Here are some of the most diverse AI programs available.

Numerous AI certifications and courses cover the basics and applications of artificial intelligence, so we narrowed the field to 10 of the more diverse and comprehensive programs.

Artificial intelligence is on track to be the key technology enabling business transformation and allowing companies to be more competitive. IDC forecasts the overall AI software market will approach $596 billion in revenue by 2025 at a CAGR of 17.7%.

AI can help businesses be more productive by automating processes, including using robots and autonomous vehicles, and augmenting their existing workforces with AI technologies like assisted and augmented intelligence.

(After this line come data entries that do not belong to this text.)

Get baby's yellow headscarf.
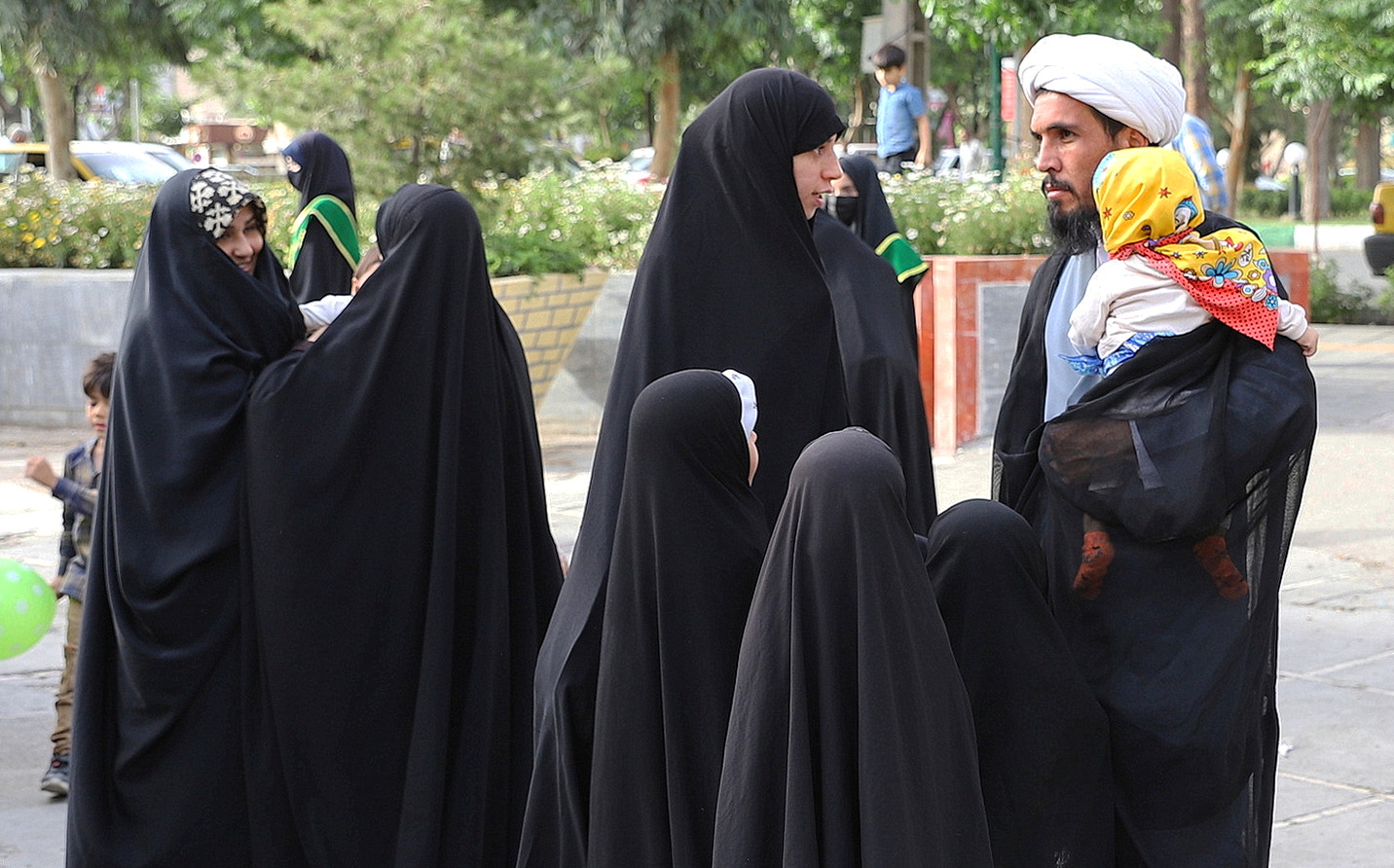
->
[1094,148,1278,349]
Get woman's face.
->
[793,135,842,220]
[217,204,265,274]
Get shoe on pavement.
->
[39,754,68,796]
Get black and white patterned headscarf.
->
[188,168,267,241]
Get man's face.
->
[1032,90,1148,252]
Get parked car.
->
[0,142,194,184]
[617,148,654,184]
[1365,183,1394,277]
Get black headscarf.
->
[714,429,991,868]
[813,210,938,533]
[240,179,561,867]
[839,155,930,281]
[280,129,357,301]
[68,168,304,865]
[526,70,848,867]
[590,371,769,868]
[994,216,1316,864]
[838,155,900,251]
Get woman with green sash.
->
[280,131,359,303]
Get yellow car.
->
[1365,183,1394,277]
[0,142,194,184]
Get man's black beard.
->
[1046,202,1103,256]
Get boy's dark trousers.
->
[881,146,920,174]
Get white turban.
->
[1016,33,1187,145]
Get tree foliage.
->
[1253,0,1394,107]
[208,0,564,194]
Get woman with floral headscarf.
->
[67,168,304,865]
[1065,148,1317,599]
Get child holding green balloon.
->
[23,352,116,796]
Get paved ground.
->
[0,272,1394,868]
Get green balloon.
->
[0,558,58,661]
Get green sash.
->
[875,233,930,283]
[286,194,361,271]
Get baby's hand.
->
[23,455,58,490]
[1298,326,1319,355]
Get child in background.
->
[1066,148,1317,599]
[23,352,116,796]
[871,42,930,174]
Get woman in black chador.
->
[524,70,848,867]
[68,168,304,865]
[590,371,769,868]
[280,129,359,301]
[240,179,561,868]
[813,207,938,533]
[713,428,993,868]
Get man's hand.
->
[1298,326,1320,355]
[23,455,58,491]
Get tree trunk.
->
[29,46,78,181]
[1224,64,1253,213]
[1302,99,1332,223]
[1181,0,1211,123]
[649,49,681,178]
[1161,0,1181,70]
[1355,120,1380,190]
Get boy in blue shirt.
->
[23,352,116,796]
[871,43,930,174]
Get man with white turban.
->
[934,35,1316,867]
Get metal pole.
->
[131,78,141,142]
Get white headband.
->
[722,368,759,440]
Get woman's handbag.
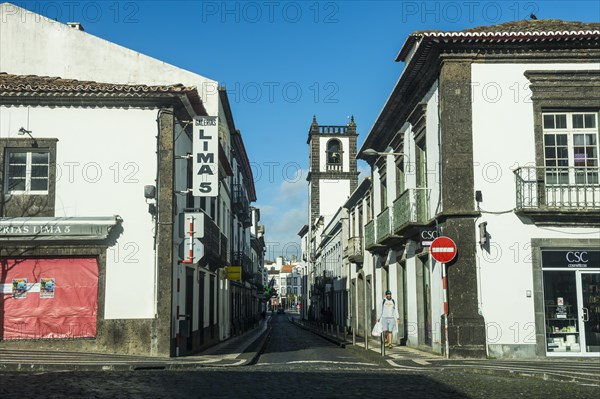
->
[371,321,383,337]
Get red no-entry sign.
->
[429,237,456,263]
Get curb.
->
[288,318,352,349]
[446,366,600,385]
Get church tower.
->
[306,116,358,225]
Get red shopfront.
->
[0,258,98,340]
[0,216,122,342]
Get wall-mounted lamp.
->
[478,222,488,246]
[17,127,35,140]
[144,185,156,199]
[475,190,483,202]
[362,148,408,158]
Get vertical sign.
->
[192,116,219,197]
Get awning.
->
[0,215,123,242]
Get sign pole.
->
[429,236,457,359]
[442,263,450,359]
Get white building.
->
[0,3,258,355]
[359,20,600,357]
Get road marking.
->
[385,359,423,370]
[411,359,431,366]
[258,360,377,366]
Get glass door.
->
[577,271,600,356]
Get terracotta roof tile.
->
[412,19,600,35]
[0,72,206,115]
[396,19,600,61]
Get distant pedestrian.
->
[377,290,400,348]
[325,308,333,324]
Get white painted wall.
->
[0,3,218,115]
[319,179,350,224]
[406,244,419,347]
[0,106,157,319]
[471,63,600,344]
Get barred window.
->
[5,149,50,194]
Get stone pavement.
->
[290,318,600,386]
[0,316,270,371]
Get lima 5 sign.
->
[192,116,219,197]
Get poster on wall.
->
[13,278,27,299]
[40,278,55,298]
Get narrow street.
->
[0,314,598,399]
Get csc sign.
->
[192,116,219,197]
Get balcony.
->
[220,233,229,265]
[200,215,227,270]
[232,251,252,270]
[393,188,432,235]
[365,219,386,253]
[365,220,375,250]
[514,166,600,226]
[345,237,363,263]
[233,183,252,227]
[376,207,392,244]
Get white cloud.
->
[257,174,308,259]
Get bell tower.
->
[306,116,358,225]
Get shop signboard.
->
[192,116,219,197]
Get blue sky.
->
[14,1,600,259]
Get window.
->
[543,112,598,185]
[327,139,342,164]
[5,149,50,194]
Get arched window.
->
[327,139,342,165]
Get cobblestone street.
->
[0,364,598,399]
[0,315,598,399]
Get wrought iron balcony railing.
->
[375,207,392,244]
[345,237,363,263]
[365,219,375,249]
[514,166,600,212]
[393,187,432,233]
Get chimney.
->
[67,22,85,32]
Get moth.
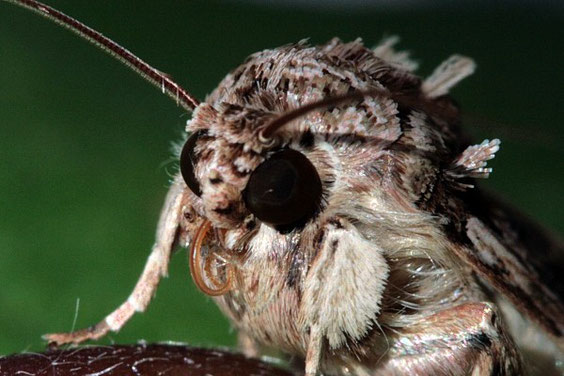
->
[2,0,564,376]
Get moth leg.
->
[305,325,323,376]
[299,217,389,376]
[237,330,260,358]
[43,180,183,345]
[378,303,523,376]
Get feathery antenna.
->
[3,0,199,111]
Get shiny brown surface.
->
[0,344,291,376]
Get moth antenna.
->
[259,88,390,143]
[259,88,458,144]
[189,220,233,296]
[2,0,199,111]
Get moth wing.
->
[460,191,564,345]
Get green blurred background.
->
[0,0,564,354]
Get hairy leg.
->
[43,180,184,345]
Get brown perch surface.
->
[0,344,291,376]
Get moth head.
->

Most organizations are working to implement AI in their processes and products. Companies are using AI in numerous business applications, including finance, healthcare, smart home devices, retail, fraud detection and security surveillance.

Why AI certifications are important

Learning about and understanding artificial intelligence can set individuals on the path to promising careers in AI. A great way for people to immerse themselves in the technology is by taking AI courses and earning certifications in the discipline. Certifications enable individuals to succeed in a future powered by artificial intelligence and be viewed by potential employers as subject matter experts in the field of AI technologies.

10 of the best AI certifications and courses

1. Artificial Intelligence Graduate Program by Stanford University School of Engineering

Key elements: This graduate certificate program covers the principles and technologies that form the foundation of AI, including logic, probabilistic models, machine learning, robotics, natural language processing and knowledge representation. Learn how machines can engage in problem-solving, reasoning, learning and interaction and how to design, test and implement algorithms.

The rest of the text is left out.